20 KiB
Plan: Bring OneUptime Metrics to Industry Parity and Beyond
Context
OneUptime's metrics implementation provides OTLP ingestion (HTTP and gRPC), ClickHouse storage with support for Gauge, Sum, Histogram, and ExponentialHistogram metric types, basic aggregations (Avg, Sum, Min, Max, Count), single-attribute GROUP BY, formula support for calculated metrics, threshold-based metric monitors, and a metric explorer with line/bar charts. Auto-discovery creates MetricType metadata (name, description, unit) on first ingest. Per-service data retention with TTL (default 15 days).
This plan identifies the remaining gaps vs DataDog and New Relic, and proposes a phased implementation to close them and build a best-in-class metrics product.
Completed
The following features have been implemented:
- OTLP Ingestion - HTTP and gRPC metric ingestion with async queue-based batch processing
- Metric Types - Gauge, Sum, Histogram, ExponentialHistogram support
- ClickHouse Storage - MergeTree with
sipHash64(projectId) % 16partitioning, per-service TTL - Aggregations - Avg, Sum, Min, Max, Count
- Single-Attribute GROUP BY - Group by one attribute at a time
- Formulas - Calculated metrics using aliases (e.g.,
a / b * 100) - Metric Explorer - Time range selection, multiple queries with aliases, URL state persistence
- Threshold-Based Monitors - Static threshold alerting on aggregated metric values
- MetricType Auto-Discovery - Name, description, unit captured on first ingest
- Attribute Storage - Full JSON with extracted
attributeKeysarray for fast enumeration - BloomFilter index on
name, Set index onserviceType - Phase 2.3 - Render Metric Units on Charts (MetricType.unit passed through to chart Y-axis and tooltip formatting)
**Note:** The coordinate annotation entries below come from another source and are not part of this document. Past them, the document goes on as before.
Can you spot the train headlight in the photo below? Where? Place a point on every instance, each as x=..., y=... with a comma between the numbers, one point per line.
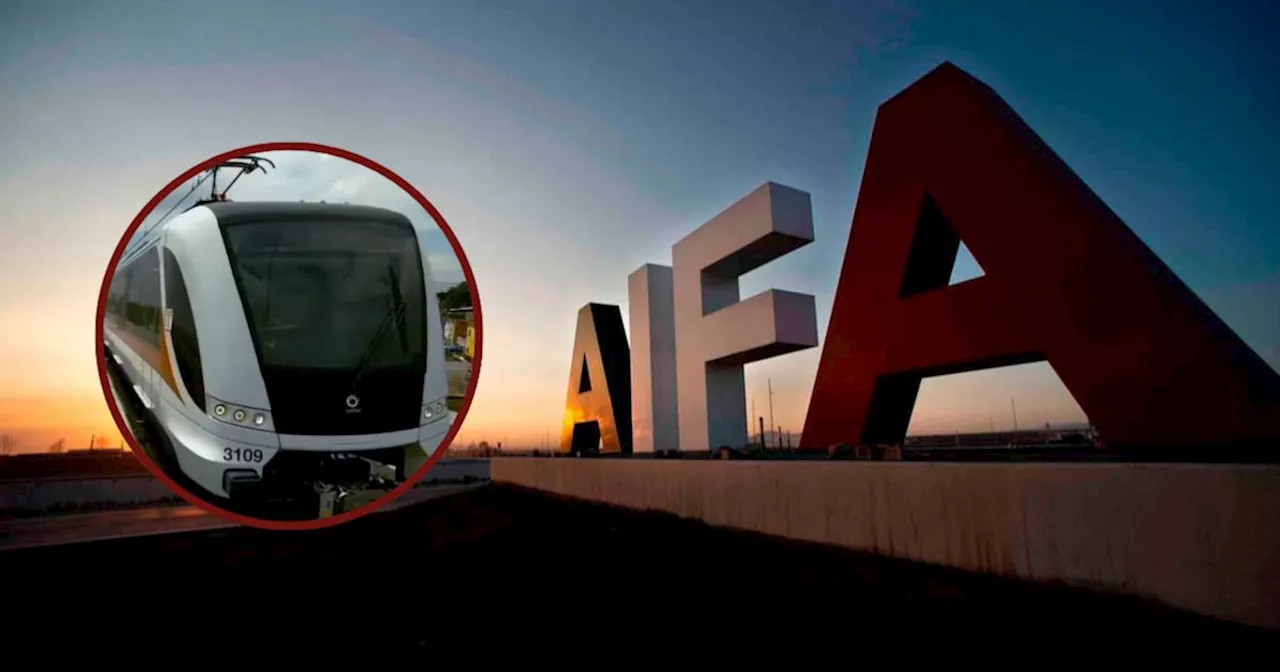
x=434, y=411
x=242, y=416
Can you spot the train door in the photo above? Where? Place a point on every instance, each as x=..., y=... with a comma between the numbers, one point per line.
x=146, y=321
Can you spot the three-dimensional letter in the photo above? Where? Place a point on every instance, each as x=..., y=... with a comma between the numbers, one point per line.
x=1065, y=280
x=654, y=411
x=598, y=407
x=717, y=334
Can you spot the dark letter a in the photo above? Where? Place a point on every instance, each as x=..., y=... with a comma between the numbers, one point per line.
x=1064, y=280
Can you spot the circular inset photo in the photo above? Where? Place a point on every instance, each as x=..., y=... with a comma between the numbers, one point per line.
x=288, y=336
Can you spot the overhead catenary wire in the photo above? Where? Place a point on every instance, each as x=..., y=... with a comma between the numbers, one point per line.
x=246, y=164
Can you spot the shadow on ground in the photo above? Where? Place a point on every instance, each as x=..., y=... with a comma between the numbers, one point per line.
x=501, y=562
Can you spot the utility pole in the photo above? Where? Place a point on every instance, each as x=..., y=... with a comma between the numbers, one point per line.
x=771, y=403
x=1014, y=406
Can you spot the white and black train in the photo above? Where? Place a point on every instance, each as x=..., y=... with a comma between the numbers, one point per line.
x=282, y=350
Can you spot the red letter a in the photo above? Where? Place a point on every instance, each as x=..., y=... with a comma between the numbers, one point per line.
x=1064, y=280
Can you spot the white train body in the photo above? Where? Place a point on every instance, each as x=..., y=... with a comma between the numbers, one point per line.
x=243, y=330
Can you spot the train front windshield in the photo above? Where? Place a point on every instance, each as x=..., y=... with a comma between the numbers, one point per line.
x=338, y=316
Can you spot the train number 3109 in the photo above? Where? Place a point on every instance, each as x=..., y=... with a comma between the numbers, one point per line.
x=242, y=455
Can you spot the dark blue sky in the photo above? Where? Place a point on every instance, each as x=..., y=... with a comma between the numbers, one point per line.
x=567, y=142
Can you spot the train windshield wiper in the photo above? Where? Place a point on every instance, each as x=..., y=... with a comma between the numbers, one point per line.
x=394, y=316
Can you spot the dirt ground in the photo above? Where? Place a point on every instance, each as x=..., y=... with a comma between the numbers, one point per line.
x=501, y=563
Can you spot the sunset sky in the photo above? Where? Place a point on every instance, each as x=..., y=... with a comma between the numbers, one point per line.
x=568, y=142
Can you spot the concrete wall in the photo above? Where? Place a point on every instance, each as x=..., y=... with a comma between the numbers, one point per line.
x=1198, y=536
x=62, y=494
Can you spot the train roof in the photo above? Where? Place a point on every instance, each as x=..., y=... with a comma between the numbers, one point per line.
x=237, y=211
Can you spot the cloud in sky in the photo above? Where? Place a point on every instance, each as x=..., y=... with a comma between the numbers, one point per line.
x=567, y=144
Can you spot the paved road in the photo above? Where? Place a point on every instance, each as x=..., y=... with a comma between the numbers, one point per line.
x=99, y=526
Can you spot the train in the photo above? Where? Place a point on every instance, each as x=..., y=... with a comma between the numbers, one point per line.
x=280, y=351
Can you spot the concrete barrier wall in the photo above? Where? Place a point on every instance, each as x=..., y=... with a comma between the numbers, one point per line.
x=1201, y=538
x=63, y=494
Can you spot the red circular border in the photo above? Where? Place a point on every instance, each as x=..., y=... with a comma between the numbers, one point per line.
x=261, y=522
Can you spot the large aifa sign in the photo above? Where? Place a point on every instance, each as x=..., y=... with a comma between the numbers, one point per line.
x=1065, y=280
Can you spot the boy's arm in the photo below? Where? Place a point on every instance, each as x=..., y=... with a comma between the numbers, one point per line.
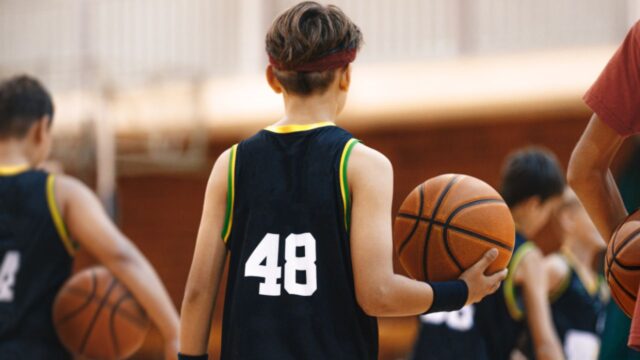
x=379, y=291
x=557, y=271
x=591, y=179
x=207, y=265
x=536, y=301
x=89, y=224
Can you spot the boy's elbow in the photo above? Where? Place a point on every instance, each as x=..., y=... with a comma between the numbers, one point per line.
x=374, y=300
x=578, y=172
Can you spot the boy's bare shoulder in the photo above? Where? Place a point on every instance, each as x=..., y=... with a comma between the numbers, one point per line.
x=365, y=159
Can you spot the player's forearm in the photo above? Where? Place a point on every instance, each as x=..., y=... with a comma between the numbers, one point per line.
x=196, y=313
x=141, y=279
x=550, y=351
x=396, y=295
x=599, y=194
x=195, y=322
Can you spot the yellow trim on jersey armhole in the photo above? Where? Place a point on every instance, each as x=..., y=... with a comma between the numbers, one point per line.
x=13, y=169
x=57, y=218
x=285, y=129
x=231, y=192
x=509, y=293
x=344, y=183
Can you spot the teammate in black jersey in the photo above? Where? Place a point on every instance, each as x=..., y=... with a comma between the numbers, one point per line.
x=42, y=218
x=578, y=292
x=532, y=185
x=304, y=210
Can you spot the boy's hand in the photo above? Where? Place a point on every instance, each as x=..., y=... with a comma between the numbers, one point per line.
x=479, y=284
x=171, y=349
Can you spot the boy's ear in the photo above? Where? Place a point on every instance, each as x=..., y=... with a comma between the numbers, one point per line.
x=345, y=78
x=533, y=203
x=41, y=129
x=565, y=219
x=273, y=80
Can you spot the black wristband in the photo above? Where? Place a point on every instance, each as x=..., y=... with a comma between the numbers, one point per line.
x=448, y=296
x=192, y=357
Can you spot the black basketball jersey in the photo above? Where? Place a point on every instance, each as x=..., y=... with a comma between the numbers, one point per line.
x=35, y=260
x=449, y=336
x=290, y=292
x=500, y=316
x=578, y=314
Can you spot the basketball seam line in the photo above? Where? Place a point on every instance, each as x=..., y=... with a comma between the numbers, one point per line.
x=112, y=319
x=441, y=198
x=626, y=267
x=88, y=300
x=114, y=282
x=125, y=313
x=416, y=223
x=627, y=292
x=460, y=230
x=455, y=212
x=621, y=247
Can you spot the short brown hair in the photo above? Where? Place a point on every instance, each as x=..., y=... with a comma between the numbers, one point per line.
x=304, y=33
x=23, y=102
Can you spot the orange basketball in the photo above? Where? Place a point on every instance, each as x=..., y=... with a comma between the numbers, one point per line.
x=96, y=317
x=622, y=263
x=447, y=223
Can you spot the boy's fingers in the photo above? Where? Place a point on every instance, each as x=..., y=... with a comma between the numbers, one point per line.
x=486, y=260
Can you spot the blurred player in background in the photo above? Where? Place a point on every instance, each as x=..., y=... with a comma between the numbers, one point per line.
x=532, y=186
x=578, y=292
x=41, y=217
x=615, y=101
x=307, y=222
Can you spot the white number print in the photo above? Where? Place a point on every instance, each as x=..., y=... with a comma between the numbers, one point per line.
x=461, y=320
x=293, y=264
x=267, y=253
x=8, y=271
x=266, y=250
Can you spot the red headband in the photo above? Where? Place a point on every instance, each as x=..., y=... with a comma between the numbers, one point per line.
x=329, y=62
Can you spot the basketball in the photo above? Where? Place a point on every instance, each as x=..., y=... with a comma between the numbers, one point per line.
x=447, y=223
x=622, y=263
x=96, y=317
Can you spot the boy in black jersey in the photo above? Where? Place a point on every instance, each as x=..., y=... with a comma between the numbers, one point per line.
x=304, y=210
x=578, y=292
x=532, y=185
x=42, y=218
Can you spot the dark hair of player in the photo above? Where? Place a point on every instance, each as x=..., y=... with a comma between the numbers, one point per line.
x=529, y=172
x=23, y=102
x=310, y=33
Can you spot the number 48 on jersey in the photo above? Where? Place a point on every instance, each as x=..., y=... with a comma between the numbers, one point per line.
x=263, y=263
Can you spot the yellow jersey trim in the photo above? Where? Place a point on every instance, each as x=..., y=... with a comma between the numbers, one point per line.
x=13, y=169
x=231, y=192
x=57, y=218
x=509, y=293
x=344, y=183
x=285, y=129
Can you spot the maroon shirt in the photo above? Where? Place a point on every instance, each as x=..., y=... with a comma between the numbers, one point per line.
x=615, y=96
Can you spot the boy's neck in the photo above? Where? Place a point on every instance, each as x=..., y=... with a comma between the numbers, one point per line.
x=522, y=224
x=13, y=152
x=309, y=110
x=582, y=251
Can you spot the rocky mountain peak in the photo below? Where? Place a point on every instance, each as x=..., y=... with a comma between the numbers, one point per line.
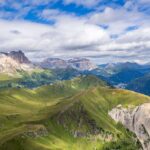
x=54, y=63
x=13, y=61
x=80, y=64
x=19, y=56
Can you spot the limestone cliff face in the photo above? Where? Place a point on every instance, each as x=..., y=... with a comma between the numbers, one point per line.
x=136, y=120
x=14, y=61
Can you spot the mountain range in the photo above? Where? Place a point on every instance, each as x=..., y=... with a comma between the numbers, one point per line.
x=72, y=104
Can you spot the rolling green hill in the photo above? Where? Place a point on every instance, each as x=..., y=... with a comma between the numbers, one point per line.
x=68, y=115
x=140, y=85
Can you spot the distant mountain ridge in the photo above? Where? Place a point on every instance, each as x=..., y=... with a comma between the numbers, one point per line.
x=81, y=64
x=14, y=61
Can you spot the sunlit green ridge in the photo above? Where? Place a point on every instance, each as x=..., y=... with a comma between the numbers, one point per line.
x=64, y=109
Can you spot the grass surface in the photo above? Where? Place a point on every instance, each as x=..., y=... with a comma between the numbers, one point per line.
x=79, y=105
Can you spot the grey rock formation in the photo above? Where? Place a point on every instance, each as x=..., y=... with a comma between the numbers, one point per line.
x=80, y=64
x=14, y=61
x=136, y=120
x=54, y=63
x=19, y=56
- S.1 - Fix Sort Key Order (sort key changed to
projectId, name, serviceId, timefor optimal metric name filtering) - S.2 - Upgrade time to DateTime64 (time column uses
TableColumnType.DateTime64for sub-second precision) - S.3 - Add Skip Index on metricPointType (Set skip index
idx_metric_point_typeadded to Metric model)
Gap Analysis Summary
| Feature | OneUptime | DataDog | New Relic | Priority |
|---|---|---|---|---|
| Percentile aggregations (p50/p75/p90/p95/p99) | None | DDSketch distributions | NRQL percentile() | P0 |
| Rate/derivative calculations | None | Native Rate type + .as_rate() | rate() NRQL function | P0 |
| Multi-attribute GROUP BY | Single attribute only | Multiple tags | FACET on multiple attrs | P0 |
| Rollup/downsampling for long-range queries | None (raw data, 15-day TTL) | Automatic tiered rollups | 30-day raw + 13-month rollups | P0 |
| Anomaly detection | Static thresholds only | Watchdog + anomaly monitors | Anomaly detection + sigma bands | P1 |
| SLO/SLI tracking | None | Metric-based + Time Slice SLOs | One-click setup + error budgets | P1 |
| Heatmap visualization | None | Purpose-built for distributions | Built-in chart type | P1 |
| Time-over-time comparison | None | Yes | COMPARE WITH in NRQL | P1 |
| Summary metric type | Not supported | N/A (uses Distribution) | Yes | P1 |
| Query language | Form-based UI only | Graphing editor + NLQ | Full NRQL language | P2 |
| Predictive alerting | None | Watchdog forecasting | GA predictive alerting | P2 |
| Metric correlations | None | Auto-surfaces related metrics | Applied Intelligence correlation | P2 |
| Golden Signals dashboards | None | Available via APM | Pre-built with default alerts | P2 |
| Cardinality management | None | Metrics Without Limits + Explorer | Budget system + pruning rules | P2 |
| More chart types | Line and bar only | 12+ types | 10+ types with conditional coloring | P2 |
| Dashboard templates | None | Pre-built integration dashboards | Pre-built entity dashboards | P2 |
| Natural language querying | None | NLQ translates English to queries | None | P3 |
| Metric cost/volume management | None | Cost attribution dashboards | Volume dashboards | P3 |
Phase 1: Foundation (P0) — Close Critical Gaps
These are table-stakes features without which the metrics product is fundamentally limited.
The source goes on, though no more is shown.